O dönemlerde bu reformlar her ne kadar Sovyetler Birliği’nin çöküşünün doğrudan nedeni olarak düşünülse de bunlar uçurumun kenarında bir devletin son çırpınışlarıydı. Gorbaçov tüm reformları Sovyetler Birliği’nin kalkınması ve halkın devlete yeniden güvenini sağlamak için yaptı ancak başarılı olamadı. Belki de Gorbaçov halkın ihtiyaçlarını farklı yorumlayıp bu politikalarla asli ihtiyaçları göz ardı etti. Gorbaçov, özgürlük, demokrasi ve serbest ekonomi gibi politikaları sürdürürken halk temel ihtiyaçlarını gidermekte zorlanıyordu. Temel ihtiyaçlarını gidermekte problem yaşayan bir halk için ifade özgürlüğü çok da bir şey ifade etmiyordu. Perestroyka her ne kadar ekonomik alanda halkı rahatlatmak için yapılmış olsa da en temel ihtiyaçlarını bile karşılayamayan bir halk söz konusuydu. Bu nedenle nispeten olumlu görünen Glasnost da halkta karşılığını bulamadı. Siyasi ve sosyal özgürlüklerin ekonomide karşılık bulamaması Gorbaçov’u ve reformlarını yanıltan büyük bir etken olmuştu.

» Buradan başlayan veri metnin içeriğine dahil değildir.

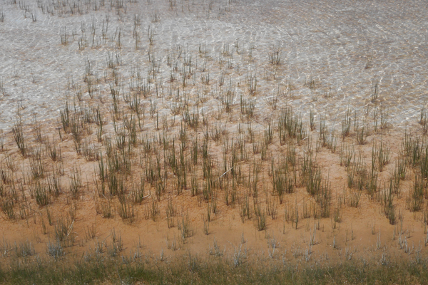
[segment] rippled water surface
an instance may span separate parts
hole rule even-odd
[[[303,115],[313,108],[332,121],[348,105],[367,113],[367,118],[385,108],[390,122],[404,126],[417,121],[427,98],[426,1],[145,0],[125,3],[126,9],[111,7],[117,6],[117,1],[106,1],[99,9],[101,2],[93,0],[58,2],[58,6],[38,2],[11,4],[8,0],[1,5],[0,128],[10,128],[19,108],[29,120],[34,113],[41,119],[57,118],[66,95],[73,96],[69,81],[81,84],[86,92],[86,60],[98,79],[96,92],[108,96],[108,83],[103,78],[108,53],[116,52],[122,58],[118,70],[125,93],[136,70],[147,76],[149,51],[159,68],[156,79],[149,83],[151,90],[158,83],[165,94],[171,86],[180,86],[183,58],[191,55],[195,75],[185,91],[195,93],[203,88],[217,92],[223,72],[236,88],[236,103],[241,94],[246,95],[249,74],[257,75],[256,108],[261,113],[268,111],[279,88],[287,94],[281,96],[282,103]],[[71,14],[74,4],[83,14]],[[51,14],[46,11],[49,6]],[[154,15],[159,21],[152,21]],[[140,19],[136,26],[136,17]],[[154,31],[152,46],[149,26]],[[68,43],[62,45],[66,29]],[[136,30],[138,48],[133,36]],[[81,50],[78,42],[82,38],[86,47]],[[269,62],[274,47],[281,51],[278,66]],[[200,48],[206,53],[200,53]],[[175,71],[167,64],[168,53],[180,65]],[[171,73],[175,82],[170,82]],[[205,86],[200,78],[208,73],[213,83]],[[374,98],[377,83],[379,94]],[[213,108],[216,100],[212,96],[205,108]]]

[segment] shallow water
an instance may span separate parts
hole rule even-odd
[[[213,82],[209,88],[215,90],[219,88],[215,84],[220,72],[219,59],[223,60],[222,64],[229,61],[230,68],[223,71],[226,80],[232,78],[235,83],[235,103],[240,94],[247,93],[248,74],[257,74],[256,113],[260,116],[268,113],[267,102],[278,86],[285,93],[289,83],[293,87],[292,95],[284,96],[282,103],[293,105],[304,118],[313,108],[317,115],[325,113],[330,123],[337,124],[348,105],[362,115],[367,112],[367,120],[372,120],[374,110],[382,106],[389,109],[391,123],[404,126],[419,120],[425,104],[428,9],[424,1],[188,0],[176,1],[172,9],[167,1],[151,2],[126,3],[126,11],[121,9],[119,15],[116,9],[109,8],[111,2],[106,1],[98,11],[93,6],[98,2],[74,2],[81,3],[87,13],[70,15],[63,7],[50,15],[44,14],[35,1],[26,1],[26,12],[19,4],[4,1],[0,78],[6,95],[0,95],[0,128],[10,129],[18,108],[29,120],[33,113],[39,120],[56,118],[66,95],[72,97],[68,78],[84,86],[82,74],[86,59],[93,76],[103,78],[108,52],[118,51],[117,41],[112,40],[118,28],[123,62],[119,70],[125,91],[136,66],[146,77],[150,48],[160,64],[157,76],[163,92],[166,93],[170,85],[179,86],[179,72],[175,72],[177,82],[169,83],[166,61],[167,51],[177,55],[181,46],[178,61],[192,54],[193,68],[198,71],[195,85],[189,84],[186,92],[193,94],[202,88],[200,77],[206,75],[201,72],[204,61]],[[47,6],[50,2],[42,3]],[[151,16],[156,10],[160,21],[152,23]],[[31,12],[36,15],[36,21],[32,21]],[[141,38],[138,49],[133,38],[135,14],[141,19],[137,27]],[[108,38],[104,41],[101,29],[107,18]],[[147,36],[149,26],[155,31],[151,46]],[[60,36],[64,27],[69,41],[66,46],[61,44]],[[91,48],[93,28],[96,36]],[[77,43],[83,33],[88,46],[80,51]],[[206,61],[198,53],[199,46],[204,45],[210,56]],[[275,45],[282,51],[274,78],[275,66],[269,63],[268,54]],[[221,55],[227,46],[231,56]],[[314,79],[315,88],[305,84],[308,78]],[[379,98],[372,100],[376,83]],[[97,92],[108,96],[108,84],[101,81],[98,85]],[[325,95],[328,93],[331,97]],[[215,108],[219,103],[212,98],[205,104],[202,108]],[[169,110],[165,107],[160,112],[168,113]]]

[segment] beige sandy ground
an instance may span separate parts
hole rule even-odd
[[[418,212],[411,212],[406,207],[406,199],[418,170],[409,167],[405,179],[400,184],[401,195],[394,199],[397,218],[395,224],[392,225],[382,213],[379,202],[370,199],[364,190],[361,192],[358,207],[349,207],[350,193],[354,190],[347,187],[347,168],[340,165],[340,161],[341,146],[352,145],[355,146],[355,153],[361,153],[369,165],[374,142],[386,143],[390,147],[390,162],[382,172],[379,172],[378,188],[382,190],[402,154],[404,129],[408,134],[424,138],[422,126],[418,121],[424,103],[426,68],[424,61],[416,61],[415,57],[423,53],[422,50],[424,48],[418,43],[421,36],[418,28],[425,28],[425,24],[414,21],[418,19],[417,15],[412,16],[417,10],[414,6],[416,2],[407,5],[407,9],[402,11],[400,3],[373,2],[372,5],[376,6],[371,10],[373,16],[365,17],[352,16],[343,10],[344,6],[350,6],[348,8],[355,8],[363,14],[360,10],[363,9],[362,4],[354,2],[351,2],[352,5],[335,1],[323,3],[320,1],[299,5],[275,1],[268,1],[266,4],[258,1],[225,4],[212,1],[203,4],[185,1],[176,2],[172,6],[170,1],[153,2],[127,3],[126,9],[112,6],[114,3],[109,2],[96,11],[92,6],[96,4],[91,3],[84,8],[87,14],[81,15],[76,12],[71,14],[68,8],[63,7],[54,9],[53,15],[44,14],[36,2],[28,3],[29,11],[20,9],[19,4],[4,3],[4,21],[0,23],[4,51],[0,66],[4,89],[3,96],[0,95],[0,123],[5,143],[4,150],[0,152],[0,168],[6,176],[11,175],[12,178],[9,181],[6,179],[1,185],[10,190],[14,185],[20,197],[14,206],[16,219],[8,219],[6,214],[1,212],[0,235],[4,242],[0,249],[6,249],[4,260],[14,254],[14,249],[19,248],[20,243],[27,240],[31,242],[37,254],[46,256],[47,244],[56,239],[56,227],[58,227],[59,220],[63,218],[68,219],[69,230],[66,239],[72,241],[63,244],[68,256],[81,256],[93,250],[101,250],[108,254],[129,256],[141,252],[155,259],[168,259],[187,252],[208,256],[215,240],[225,255],[232,256],[240,247],[243,250],[245,249],[248,256],[255,259],[267,258],[270,254],[275,259],[287,261],[343,261],[362,258],[382,262],[382,258],[415,259],[426,256],[427,227],[424,223],[426,199],[424,197],[423,209]],[[43,2],[43,5],[47,7],[50,4]],[[382,12],[384,6],[386,9]],[[37,14],[36,21],[31,20],[31,11]],[[253,15],[253,11],[255,16]],[[151,21],[150,17],[156,13],[160,15],[160,21]],[[283,19],[285,13],[290,16]],[[108,18],[108,14],[111,15],[111,27],[106,38],[103,39],[101,26],[103,21]],[[134,14],[141,17],[142,23],[139,26],[135,25]],[[352,21],[344,20],[342,24],[345,26],[336,26],[335,20],[327,16],[329,14]],[[390,14],[398,17],[401,22],[391,23],[394,16]],[[355,35],[352,33],[354,27],[359,26],[357,23],[360,20],[365,23],[360,26],[362,31],[355,28]],[[373,22],[370,22],[372,20]],[[153,45],[148,43],[146,36],[148,33],[150,34],[150,31],[147,31],[148,26],[156,29]],[[68,33],[66,36],[69,43],[61,45],[60,34],[66,26],[73,35]],[[86,27],[86,32],[81,28],[82,26]],[[136,26],[138,36],[133,34],[133,28],[135,31]],[[123,31],[123,46],[118,43],[119,28]],[[72,31],[73,28],[76,35]],[[89,39],[91,28],[95,29],[95,42]],[[385,38],[381,39],[379,35]],[[412,38],[400,37],[403,35]],[[83,36],[86,37],[86,48],[81,50],[77,43],[79,39],[82,41]],[[135,48],[136,37],[141,38],[138,48]],[[99,40],[98,43],[96,38]],[[240,49],[236,48],[237,39],[241,41]],[[361,41],[367,43],[362,44]],[[359,46],[360,43],[362,46]],[[277,66],[270,63],[268,56],[272,46],[277,44],[282,46],[282,60]],[[200,51],[204,45],[210,50],[208,56]],[[231,55],[225,51],[225,46],[230,48]],[[109,68],[108,61],[106,59],[107,52],[111,55],[120,53],[123,63],[115,68]],[[173,67],[174,63],[171,66],[168,65],[170,53],[179,66],[177,68]],[[149,53],[155,55],[154,60],[150,59]],[[193,57],[193,63],[188,63],[188,55]],[[87,89],[87,78],[82,79],[82,73],[85,75],[84,68],[87,66],[86,59],[93,68],[89,76],[92,76],[95,82],[93,98],[90,98]],[[156,69],[158,64],[160,71],[151,71],[151,66],[155,66]],[[204,64],[206,70],[203,68]],[[188,66],[192,67],[193,71],[185,75]],[[136,71],[143,74],[143,79],[138,78]],[[230,113],[226,113],[225,104],[221,103],[228,86],[225,83],[220,86],[219,75],[222,73],[225,75],[225,82],[229,79],[233,81],[235,93]],[[211,76],[211,82],[207,82],[208,75]],[[254,93],[248,87],[249,78],[253,76],[258,78],[257,91]],[[314,77],[313,81],[310,76]],[[187,84],[183,84],[183,77]],[[121,78],[118,83],[115,83],[117,78]],[[76,85],[71,83],[72,80]],[[133,88],[132,84],[128,85],[128,82],[133,81],[140,87],[139,91],[136,91],[138,88]],[[374,82],[379,83],[379,98],[373,97]],[[253,154],[253,144],[245,139],[245,148],[249,157],[247,160],[240,161],[240,165],[243,177],[248,179],[248,167],[251,167],[253,161],[260,162],[262,169],[256,186],[258,199],[264,211],[267,211],[268,200],[275,201],[277,207],[275,219],[266,215],[265,229],[258,230],[253,195],[249,197],[251,219],[243,222],[240,214],[243,201],[248,196],[245,184],[238,185],[238,200],[234,205],[226,205],[223,190],[218,189],[215,190],[217,211],[211,214],[208,234],[205,234],[204,219],[206,219],[210,203],[203,201],[201,195],[191,196],[189,182],[183,193],[178,195],[175,177],[169,168],[165,191],[158,202],[159,214],[154,220],[151,217],[150,211],[156,200],[155,188],[148,183],[146,183],[146,193],[151,196],[145,198],[141,204],[132,205],[135,213],[132,222],[119,217],[120,203],[117,197],[112,197],[111,200],[114,217],[103,218],[100,214],[99,207],[106,203],[108,197],[99,195],[96,190],[94,182],[98,179],[98,162],[87,161],[83,155],[76,153],[72,135],[65,133],[62,129],[58,110],[66,100],[71,109],[73,104],[78,106],[77,110],[100,108],[106,122],[104,140],[97,142],[97,127],[94,123],[88,124],[91,125],[91,130],[83,131],[82,137],[84,141],[100,150],[105,157],[105,139],[114,138],[111,84],[121,93],[119,105],[123,113],[118,115],[121,118],[118,125],[123,125],[123,114],[132,113],[127,107],[124,95],[138,94],[142,100],[142,112],[145,114],[144,125],[137,132],[139,138],[143,138],[147,134],[153,139],[166,133],[176,138],[175,151],[177,153],[179,145],[177,138],[183,125],[184,108],[176,114],[174,110],[183,101],[190,113],[198,114],[201,121],[203,116],[206,118],[209,131],[224,125],[229,132],[230,139],[234,138],[235,141],[240,135],[248,138],[250,133],[248,130],[255,132],[257,140],[262,140],[269,120],[272,119],[275,131],[272,142],[268,148],[268,159],[262,161],[260,154]],[[81,102],[76,98],[78,86],[83,90]],[[141,89],[149,86],[151,90],[141,97]],[[275,92],[277,87],[278,91]],[[178,93],[178,89],[180,90]],[[246,102],[254,100],[253,115],[244,114],[243,98],[248,100]],[[277,107],[274,108],[277,98]],[[280,143],[277,127],[280,110],[285,106],[292,107],[296,114],[300,114],[304,128],[307,130],[306,138],[296,145],[297,158],[303,157],[304,153],[309,151],[308,145],[311,145],[324,179],[330,183],[332,200],[329,218],[313,218],[312,211],[317,202],[307,194],[305,187],[297,187],[294,193],[285,194],[282,204],[279,204],[272,190],[269,175],[270,161],[272,159],[277,161],[282,155],[287,153],[286,145]],[[340,135],[341,122],[348,107],[352,110],[352,124],[354,114],[357,114],[360,126],[368,128],[370,135],[364,145],[357,144],[354,130],[344,139]],[[308,130],[311,108],[315,111],[316,123],[312,131]],[[45,175],[41,181],[46,182],[57,172],[54,170],[61,163],[63,165],[62,192],[58,197],[53,197],[48,206],[39,207],[30,195],[30,187],[36,180],[29,175],[31,155],[25,157],[21,155],[11,132],[14,119],[18,118],[18,110],[23,118],[24,135],[28,146],[30,148],[41,147],[44,150],[42,160]],[[151,114],[152,110],[156,110]],[[382,112],[384,114],[385,110],[387,115],[382,117],[381,114]],[[37,119],[36,123],[32,120],[33,114]],[[316,150],[320,121],[323,114],[326,115],[329,131],[332,128],[335,130],[332,133],[337,138],[334,153],[326,147]],[[380,125],[381,117],[387,120],[384,128],[381,130],[379,127],[375,130],[373,121],[379,120]],[[165,125],[168,126],[168,130]],[[38,128],[41,130],[44,142],[35,139]],[[188,138],[198,137],[202,141],[206,128],[202,123],[194,130],[188,127]],[[353,126],[351,129],[353,130]],[[60,133],[62,140],[60,140]],[[218,142],[209,140],[209,155],[215,165],[223,161],[222,146],[225,137],[223,133]],[[54,139],[59,142],[61,161],[53,162],[48,157],[47,138],[51,142]],[[126,138],[129,138],[129,133]],[[152,143],[155,145],[156,143]],[[160,153],[163,153],[160,145],[156,145]],[[148,162],[142,149],[142,143],[132,147],[132,175],[126,176],[127,197],[132,182],[138,183],[141,177],[145,177],[144,167]],[[190,147],[186,148],[188,155],[190,151]],[[200,175],[200,153],[198,155],[200,162],[195,169],[202,185],[205,180]],[[230,152],[227,155],[230,159]],[[11,167],[13,170],[8,167],[8,157],[15,165]],[[81,172],[82,185],[78,199],[72,199],[68,190],[74,169]],[[219,174],[219,177],[223,173],[217,165],[213,169],[217,170],[215,173]],[[190,181],[190,175],[188,179]],[[22,195],[26,197],[26,204]],[[2,199],[11,197],[5,195]],[[173,227],[171,228],[168,227],[165,214],[168,201],[172,201],[177,212],[172,218]],[[340,204],[340,201],[343,203]],[[285,217],[287,213],[295,213],[296,205],[299,216],[297,229]],[[71,209],[75,211],[75,214],[70,214]],[[48,222],[48,211],[52,216],[51,225]],[[337,216],[340,217],[336,222],[335,212],[338,213]],[[20,213],[22,219],[19,217]],[[305,217],[307,216],[310,217]],[[187,217],[193,233],[183,239],[178,223]],[[89,237],[91,231],[95,233],[94,237]],[[116,237],[115,242],[113,233]],[[117,241],[119,237],[121,242]],[[403,242],[404,239],[407,248]],[[6,242],[9,247],[6,245]],[[16,247],[14,243],[16,243]],[[121,243],[123,246],[118,245]],[[114,252],[115,247],[119,247],[121,250]]]

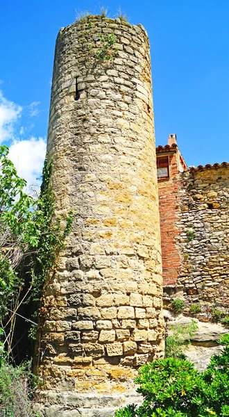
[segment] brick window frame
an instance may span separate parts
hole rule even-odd
[[[158,179],[169,178],[169,155],[157,157],[157,176]]]

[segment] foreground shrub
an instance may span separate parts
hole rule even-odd
[[[214,355],[206,370],[196,370],[185,359],[167,358],[144,365],[136,383],[142,404],[128,406],[115,417],[226,417],[229,416],[229,335],[221,355]]]
[[[0,416],[35,417],[31,408],[33,376],[28,364],[14,368],[5,361],[0,367]]]

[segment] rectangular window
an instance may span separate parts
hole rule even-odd
[[[158,178],[169,178],[169,156],[157,158]]]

Glasnost ve Perestroyka Sovyetler Birliği’nin çöküşüne neden olmak için yeterli sebepler olmasa da hiç şüphesiz Gorbaçov’un iktidardaki ömrünü ve doğal olarak Sovyetler Birliği'nin ömrünü kısaltmıştır. Tüm bu gelişmeler sonucunda Sovyetler yıkılmış, Rus Federasyonu devri başlamış ve Boris Yeltsin ilk seçilmiş lider olmuştur.